Mar 08 2009

Writing Tip of the Day: Pick Your Publishers Carefully

This should be pretty obvious, but unfortunately it isn’t.  When you submit a novel manuscript or a comic book script, pick your prospective publishers carefully.  Make sure you submit it to publishers that actually work with stories that have a lot in common with your story.

  1. Audience (age and gender)
  2. Genre and content
  3. Style/mood
  4. Setting (real-world Earth vs. historical vs. the future vs. a Tolkien-like fantasy world)
  5. Length, for books (length usually goes hand-in-hand with the age of the audience)
  6. Art style, for comic books (dark and gritty vs. Western cartoons vs. anime/manga, for example)

Prospective publishers love it when authors put some thought into this.  If your query clearly shows that you have looked into which publishers will be the best fit for your book, you will look professional and competent.  A good place to start is looking up 5 or 10 comparable works on Amazon.  Where did they get published?  For comic books, which editors signed on?  That should give you a few publishers to look into.

I’ll use a very particular example to show how easy this is.  For example, right now I’m looking for publishers that would be interested in a guide for how to write superhero novels and comic books.  It’s aimed at teens.  Many publishers have printed books for kids that want to write, so finding apt publishers shouldn’t be a problem.  I’d also like to look at publishers that have printed guides about writing comic books.  

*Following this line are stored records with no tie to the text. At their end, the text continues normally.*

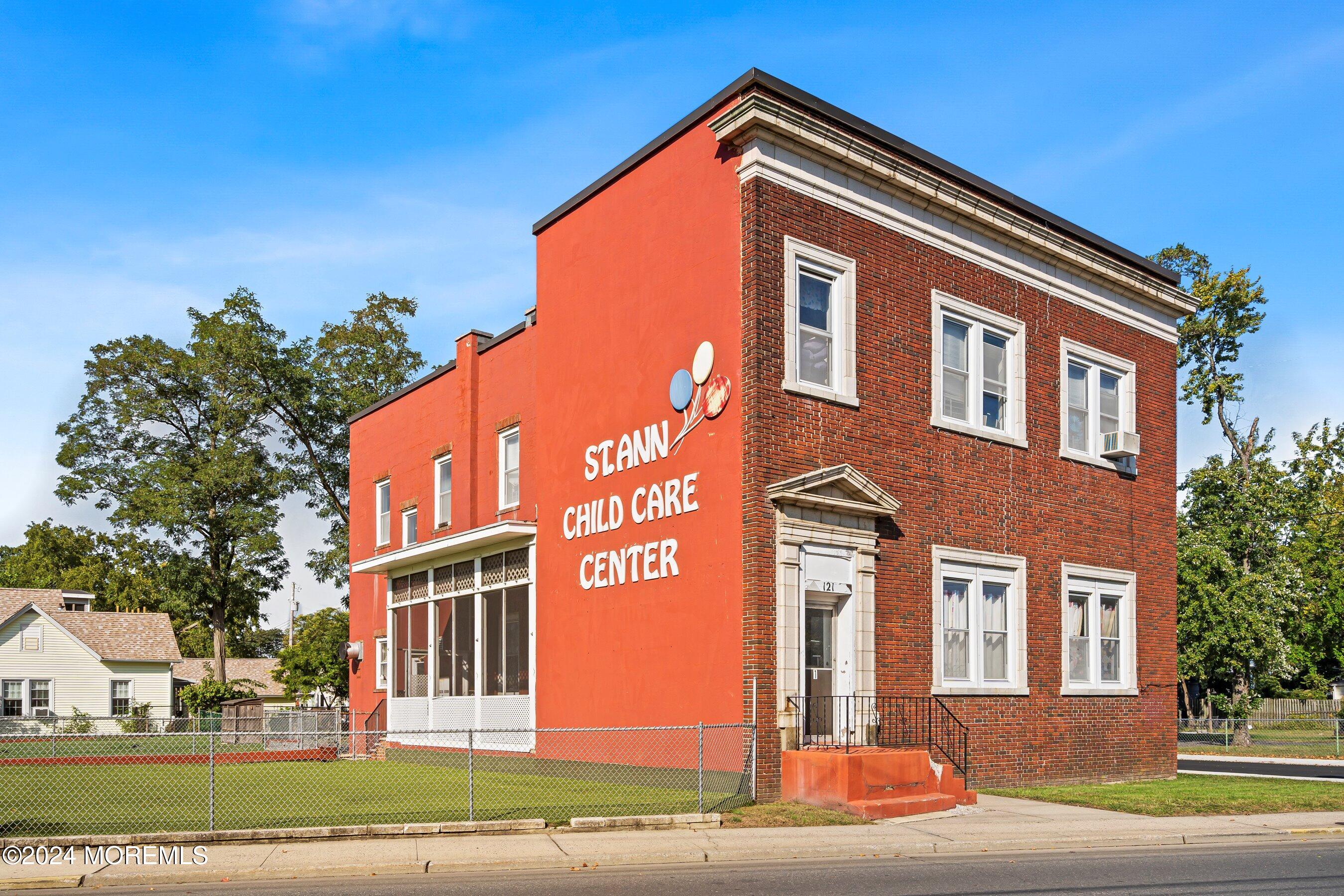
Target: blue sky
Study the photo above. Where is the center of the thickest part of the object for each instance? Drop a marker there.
(156, 156)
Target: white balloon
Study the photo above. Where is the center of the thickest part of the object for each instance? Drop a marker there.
(703, 363)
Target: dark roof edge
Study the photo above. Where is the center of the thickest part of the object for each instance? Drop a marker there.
(884, 139)
(481, 347)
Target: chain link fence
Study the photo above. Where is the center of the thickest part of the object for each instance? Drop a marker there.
(186, 781)
(1304, 738)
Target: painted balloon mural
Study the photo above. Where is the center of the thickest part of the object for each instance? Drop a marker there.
(698, 395)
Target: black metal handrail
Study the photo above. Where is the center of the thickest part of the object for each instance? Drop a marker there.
(850, 722)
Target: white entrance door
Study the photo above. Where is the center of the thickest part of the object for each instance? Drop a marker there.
(828, 641)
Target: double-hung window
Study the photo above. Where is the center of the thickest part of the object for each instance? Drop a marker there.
(381, 664)
(508, 466)
(410, 531)
(11, 697)
(1097, 405)
(444, 491)
(979, 371)
(819, 299)
(123, 697)
(383, 511)
(39, 696)
(979, 622)
(1099, 631)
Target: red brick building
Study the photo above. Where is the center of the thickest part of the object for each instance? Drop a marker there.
(805, 410)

After 30 minutes on Amazon, I found ~10 works that seemed comparable at first glance.  Let’s look at why these works might or might not suggest that their publisher would be interested in mine…

  • So, You Wanna Be a Comic Book Artist?  How To Break Into Comics!  The Ultimate Guide for Kids (Beyond Words).  I really like this one because I can pitch mine as a complementary work.
  • Writers on Comic Scriptwriting (Titans Press).  The purpose is similar, but this is clearly written for a sophisticated and literary adult audience.  Check out the cover.  Unless Titans has also worked on books for younger readers, I should move on.
  • Writing for Comics with Peter David (Impact).  This is written for a very similar audience.
  • Writing for Animation, Comics and Games (Focal Press).  Definitely not for kids, either, but closer in style than “Writers on Comic Scriptwriting.”
  • Kids Write! (Williamson).  This isn’t about comic books specifically, but I don’t think that will be much of a problem.  The audience is younger than mine, though… 7-14 vs. 13-20.
  • Alan Moore’s Writing for Comics (Avatar).  Unlike mine, this is in a comic book format.  The audience is older, too.  This isn’t very comparable. 
  • Webcomics for Teens (Course Technology PTR).  This is explicitly aimed at my target audience, and the content is similar but complementary.  I’ll make sure that Course Technology is interested in books that aren’t related to technology before submitting, but to be honest I don’t think webcomics are all that technical.

If I can find this many books about a topic this specific (how to write comic books), surely you can find many publishers that handle material like yours.

2 responses so far

2 Responses to “Writing Tip of the Day: Pick Your Publishers Carefully”

  1. Ragged Boyon 08 Mar 2009 at 7:36 pm

    Hmm, I haven’t thought much about who I want to send my work to. Dark Horse seems good, but I’ve noticed it favors fantasy works over sci-fi. I’m thinking about Image, but I’m not sure.

    Any suggestions would be helpful.

  2. B. Macon 09 Mar 2009 at 3:14 am

    I did an article on the top comic book publishers here. Personally, I think that if a publisher has worked with anything remotely similar to what you’re working on, it’s worth looking into submitting. Novelists can be pickier than comic book writers, but there are not all that many comic book publishers.